PIC16F18855 Xpress Development Board.fzpz (123.4 KB)

Information at: http://www.microchip.com/mplab/mplab-xpress

Looks not bad, but on schematic RB6 and RB7 have no active connections (although the pins exist) and they don’t appear anywhere on the breadboard side. It may be they are in use by the Poc18Lf25k which I assume is the USB/cloud connection (in which case perhaps they should be omitted from schematic).
It looks like schematic has pins only (no terminals) and thus a connection at an angle to the pin connects to the center of the pin. If you define a terminal and place it at the end of the pin then the wire will correctly bend around the end of the pin. The VSS /EP pins in schematic connect to something (I assume probably ground) but it isn’t a real connection in Fritzing and EP connects to a pin marked GND in breadboard one or the other label should probably change. Assuming (as is probably the case) that all the grounds are common, you may want to add a bus to the fpz file to interconnect all the grounds as well as the 3.3V and 5V pins (which again I assume are likely common).

Peter

Hi Peter,

Thank you for your suggestions. I have updated the part.PIC16F18855 Xpress Development Board.fzpz (117.8 KB)

Better but still a few problems (all but one of which I corrected):

  1. Schematic: changed the top level group id from g7 to schematic, deleted the paths showing the 3 ground connections as they aren’t rendering correctly anyway. Added missing ground connector43 (there are 4 ground pins not 3) which clears up the red square in schematic due to the missing pin.

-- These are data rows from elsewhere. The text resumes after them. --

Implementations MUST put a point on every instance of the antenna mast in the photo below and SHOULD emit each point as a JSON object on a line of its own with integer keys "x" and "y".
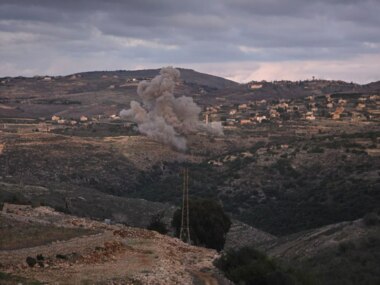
{"x": 184, "y": 234}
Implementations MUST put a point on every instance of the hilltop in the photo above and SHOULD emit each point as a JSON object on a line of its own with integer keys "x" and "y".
{"x": 67, "y": 249}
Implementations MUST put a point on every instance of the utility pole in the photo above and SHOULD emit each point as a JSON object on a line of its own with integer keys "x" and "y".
{"x": 184, "y": 234}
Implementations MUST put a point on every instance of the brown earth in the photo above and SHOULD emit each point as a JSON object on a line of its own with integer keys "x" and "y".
{"x": 115, "y": 255}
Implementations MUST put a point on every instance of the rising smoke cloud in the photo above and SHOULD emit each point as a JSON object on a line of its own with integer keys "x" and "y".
{"x": 163, "y": 117}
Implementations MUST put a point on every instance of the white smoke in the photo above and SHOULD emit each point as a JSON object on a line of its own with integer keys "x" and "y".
{"x": 164, "y": 117}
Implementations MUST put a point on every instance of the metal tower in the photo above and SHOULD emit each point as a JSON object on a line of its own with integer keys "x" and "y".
{"x": 184, "y": 233}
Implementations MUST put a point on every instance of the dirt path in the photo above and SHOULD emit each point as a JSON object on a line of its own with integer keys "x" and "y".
{"x": 116, "y": 255}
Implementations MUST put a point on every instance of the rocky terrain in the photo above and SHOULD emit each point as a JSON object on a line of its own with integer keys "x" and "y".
{"x": 297, "y": 170}
{"x": 110, "y": 254}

  2. In the fpz file bussed

Gnd

connector43
connector42
connector37
connector29
connector21
connector7

5V

connector36
connector28

3.3V

connector20
connector6

If you click on a bussed pin in breadboard all the ones bussed to it turn yellow as well and they are all connected together internally (as they are in real life).

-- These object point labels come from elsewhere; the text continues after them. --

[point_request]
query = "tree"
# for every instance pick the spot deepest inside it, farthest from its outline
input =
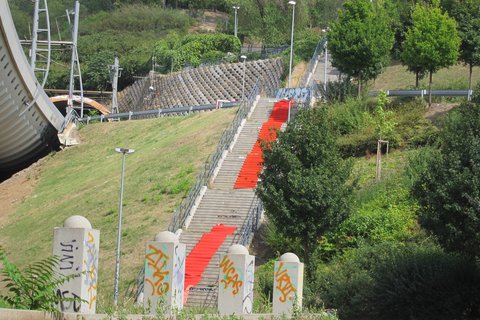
(448, 187)
(431, 43)
(467, 15)
(304, 185)
(361, 39)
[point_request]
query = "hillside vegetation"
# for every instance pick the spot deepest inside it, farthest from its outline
(85, 180)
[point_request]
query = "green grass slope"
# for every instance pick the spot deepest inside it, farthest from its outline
(85, 180)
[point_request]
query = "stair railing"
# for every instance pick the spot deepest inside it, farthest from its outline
(183, 210)
(251, 222)
(311, 64)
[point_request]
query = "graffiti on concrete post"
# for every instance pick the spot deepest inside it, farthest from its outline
(68, 250)
(157, 274)
(90, 267)
(284, 284)
(230, 276)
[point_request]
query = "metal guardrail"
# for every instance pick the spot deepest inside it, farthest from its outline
(422, 93)
(183, 210)
(157, 112)
(251, 222)
(311, 64)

  1. In breadboard did edit select all then group and named the group breadboard to set the layer ID (the only thing I know this breaks is svg export).

  2. PCB ungrouped everything as the copper layers were incorrect. Selected all the pins and grouped twice (once for copper1 and the second for copper0) and set the group ids as copper1 with copper0 inside it.

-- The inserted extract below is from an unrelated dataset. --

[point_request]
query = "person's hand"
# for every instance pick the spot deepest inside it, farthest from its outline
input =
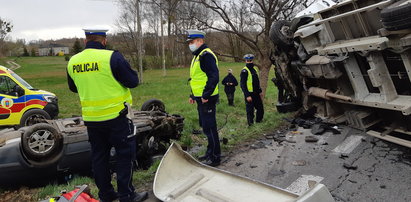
(249, 99)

  3. Last but not least, edited all the svg files and did a global replace of px with “” as the pxs that Inkscape adds break fritzing (it sets the font size to 0 after a parts edit).

The one thing I didn’t fix is the pcb hole size which is currently .030 inch (and should be .038 to fit .1 inch square pins). The pads are set as a path rather than a circle and I don’t know how to increase the diameter of a path so I ignored it. You could copy in appropriate size pads from another svg if you wanted to fix it or leave it as is. In any case here is an updated fzpz of the changes above which now works in fritzing as far as I can see (we will see if anyone else sees more problems :slight_smile: ).

PIC16F18855 Xpress Development Board_1.fzpz (117.1 KB)

Peter

Hey Peter,

I appreciate the help. Still learning how to use this cool software!

I used the template of holes that Fritzing provides, but I will try to fix that as well as updating my individual files.

Best,

Matt

Always happy to help, the more people making good parts the better. If you can’t figure out how to do something feel free to ask there is a lot of knowledge here in the forums.

Peter

1 Like

Hey Vanepp, one last question. I remade the pad sizes, but when I upload the new PCB, the two linner columns of holes do not have the orange circle in the middle. Do you know why this may be? New Design.fzz (144.9 KB)

Yep, your pins are incorrectly defined in the fpz file. The ones that work are defined as pad (which I haven’t seen before but seems to work) and the inner ones are defined as female which may be OK if you want to be able to put this on the breadboard (which seems unlikely) as the pins will short with the outside set if set to male, but it does not show the red dot in pcb. I changed all of them pad and female to the more usual male in the part below. As well in the pcb svg, copper0 has become lost (it was currently set to g14) so I set that back to copper0 (I expect Fritzing would have gotten around to complaining about no copper0 at some point). As well I ungrouped some of the connectors (probably Fritzing’s doing, it likes groups.) While it won’t hurt anything, its harder to read and doesn’t do anything useful. Now it appears as expected.

PIC16F18855 Xpress Development Board_2.fzpz (136.3 KB)

Peter

1 Like

Hey Peter

I had fixed the copper issue, so I wonder why it reverted back. Good catch and thanks for the continued support!